La Maison des Métallurgistes en 1937 | DR - coll. IHS Métaux

La Maison des Métallurgistes en 1937 | DR – coll. IHS Métaux

Le 29 décembre 1936, l’Union des syndicats des travailleurs de la métallurgie de la région parisienne acquiert une usine de la réputée maison Couesnon, spécialisée dans la fabrication d’instruments de musique. Installée depuis 1881 au 94 rue d’Angoulême à Paris (XIe arr.), cette fabrique longtemps dirigée par Amédée Couesnon, patron paternaliste et député radical-socialiste de 1907 à 1919, fut cédée en raison des difficultés financières rencontrées par l’entreprise avec la crise des années trente. La lyre qui orne la ferronnerie au-dessus du portail d’entrée rappelle les origines du lieu.

La maison Couesnon

« Au 94, rue d’Angoulême, une usine d’instruments de musique était en vente. Une seule salle pouvait encore servir sans trop de frais : l’auditorium. L’atelier immense des tôliers-formeurs pouvait être transformé en une grande salle de réunion et de congrès. Aux étages, les anciens appartements pouvaient faire des bureaux, sans trop abattre de cloisons. Affaire réglée en août 1936, le temps de constituer une société immobilière et d’entreprendre dare-dare les travaux, et la Maison des métallurgistes était née ! » Roger Linet, La traversée de la tourmente 1933-1943, Messidor, 1990.
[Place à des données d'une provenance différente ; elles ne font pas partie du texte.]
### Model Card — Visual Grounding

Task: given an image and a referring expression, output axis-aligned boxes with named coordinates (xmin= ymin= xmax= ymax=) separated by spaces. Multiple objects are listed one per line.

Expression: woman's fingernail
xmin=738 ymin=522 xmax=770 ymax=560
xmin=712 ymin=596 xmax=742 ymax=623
Cette usine, d’une esthétique classique et monumentale, est faite de verre, de fer, de brique et de pierre. Elle a rassemblé une petite centaine d’ouvriers qualifiés, avec une organisation du travail très rationnalisée, mais peu mécanisée. Contrairement aux nombreuses cours artisanales du XIe arrondissement, remarquables par l’imbrication des ateliers, cette usine est pensée de manière fonctionnelle, avec deux bâtiments sur rue à usage commercial et de restauration, deux bâtiments de rapport de trois étages et en fond de cour, l’hôtel industriel.
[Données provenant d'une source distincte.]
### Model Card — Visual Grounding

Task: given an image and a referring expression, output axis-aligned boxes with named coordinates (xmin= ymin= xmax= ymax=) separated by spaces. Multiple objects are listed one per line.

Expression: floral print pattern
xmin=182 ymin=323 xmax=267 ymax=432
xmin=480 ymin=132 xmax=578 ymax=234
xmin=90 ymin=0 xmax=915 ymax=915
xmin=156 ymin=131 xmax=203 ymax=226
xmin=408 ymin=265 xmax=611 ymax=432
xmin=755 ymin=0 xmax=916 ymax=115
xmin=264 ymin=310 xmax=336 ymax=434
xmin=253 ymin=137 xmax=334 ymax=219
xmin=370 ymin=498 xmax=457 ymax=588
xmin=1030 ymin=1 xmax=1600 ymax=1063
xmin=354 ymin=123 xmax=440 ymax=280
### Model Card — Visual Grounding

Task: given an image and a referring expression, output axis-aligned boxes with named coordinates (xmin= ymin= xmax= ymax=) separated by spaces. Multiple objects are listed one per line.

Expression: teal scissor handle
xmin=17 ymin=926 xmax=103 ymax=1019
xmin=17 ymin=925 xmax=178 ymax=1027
Fournisseur de nombreux orchestres (Conservatoires, Beaux-arts), de fanfares officielles (ministères de la Guerre et de la Marine, Garde républicaine), puis après guerre, des musiciens de jazz, en particulier sur le continent américain, Couesnon et Compagnie est une entreprise prospère, reconnue pour la qualité de ses produits. Dans les années trente, l’entreprise assure également la diffusion des disques et phonogrammes Columbia en France.

Loin d’être un espace clos, l’usine est au contraire un espace partagée avec des artisans et des particuliers. Les bâtiments sur rue sont ainsi occupés, de 1883 à 1906, par un certain Ruet, commerçant-restaurateur et président du « cercle Lamartine », d’inspiration culturelle et politique. L’usine et sa cour intérieure ont été conçues comme un espace de mixité sociale, mêlant lieu de vie et lieu de travail.
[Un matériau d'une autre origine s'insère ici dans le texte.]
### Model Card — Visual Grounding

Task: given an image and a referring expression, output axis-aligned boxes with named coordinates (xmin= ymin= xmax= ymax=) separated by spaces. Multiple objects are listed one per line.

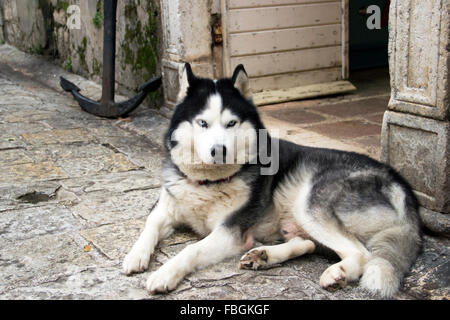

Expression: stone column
xmin=159 ymin=0 xmax=217 ymax=115
xmin=160 ymin=0 xmax=213 ymax=65
xmin=381 ymin=0 xmax=450 ymax=236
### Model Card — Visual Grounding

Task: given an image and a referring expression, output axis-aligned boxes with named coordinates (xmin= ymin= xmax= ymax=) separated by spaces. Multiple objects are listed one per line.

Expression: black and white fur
xmin=123 ymin=64 xmax=422 ymax=297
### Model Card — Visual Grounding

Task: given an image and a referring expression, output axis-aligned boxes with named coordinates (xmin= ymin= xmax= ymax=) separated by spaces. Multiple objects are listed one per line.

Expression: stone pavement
xmin=0 ymin=44 xmax=448 ymax=300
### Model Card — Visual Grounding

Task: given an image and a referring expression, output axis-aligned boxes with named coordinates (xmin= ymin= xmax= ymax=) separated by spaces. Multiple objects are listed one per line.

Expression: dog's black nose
xmin=211 ymin=144 xmax=227 ymax=162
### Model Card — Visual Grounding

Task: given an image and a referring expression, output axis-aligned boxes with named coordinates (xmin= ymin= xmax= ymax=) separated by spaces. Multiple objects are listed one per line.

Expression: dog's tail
xmin=360 ymin=184 xmax=422 ymax=297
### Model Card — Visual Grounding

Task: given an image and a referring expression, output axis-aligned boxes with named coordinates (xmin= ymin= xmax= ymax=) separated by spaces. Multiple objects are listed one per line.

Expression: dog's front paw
xmin=146 ymin=264 xmax=182 ymax=295
xmin=122 ymin=242 xmax=152 ymax=275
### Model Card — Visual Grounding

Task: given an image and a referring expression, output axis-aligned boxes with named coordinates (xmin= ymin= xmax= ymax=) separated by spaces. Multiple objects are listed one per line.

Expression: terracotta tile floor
xmin=259 ymin=68 xmax=390 ymax=160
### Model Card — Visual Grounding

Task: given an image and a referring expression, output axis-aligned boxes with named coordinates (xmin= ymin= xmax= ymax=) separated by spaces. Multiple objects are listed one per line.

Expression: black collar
xmin=197 ymin=175 xmax=234 ymax=186
xmin=170 ymin=162 xmax=238 ymax=186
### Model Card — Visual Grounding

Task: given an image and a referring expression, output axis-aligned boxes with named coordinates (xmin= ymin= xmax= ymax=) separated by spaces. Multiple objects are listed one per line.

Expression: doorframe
xmin=220 ymin=0 xmax=231 ymax=77
xmin=341 ymin=0 xmax=349 ymax=80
La Maison des Métallurgistes

Cortège du syndicat CGT des métaux de la région parisienne | DR - coll. IHS Métaux

Cortège du syndicat CGT des métaux de la région parisienne | DR – coll. IHS Métaux

La Maison des métallurgistes, inaugurée le 2 mai 1937 en présence de nombreuses personnalités, rassemble les services administratifs et de documentation du syndicat, des salles de réunion, un conseil juridique, une cantine, une librairie, une salle de sports et une salle de musique. Elle abrite également le siège de la caisse primaire des métallurgistes pour les assurances sociales et de la mutuelle du métallurgiste. Cette implantation dans le onzième arrondissement parisien n’est pas un hasard. Arrondissement ouvrier, populaire, parsemé de longue date d’une myriade d’établissements métallurgiques, il est tout désigné pour accueillir ces réalisations sociales.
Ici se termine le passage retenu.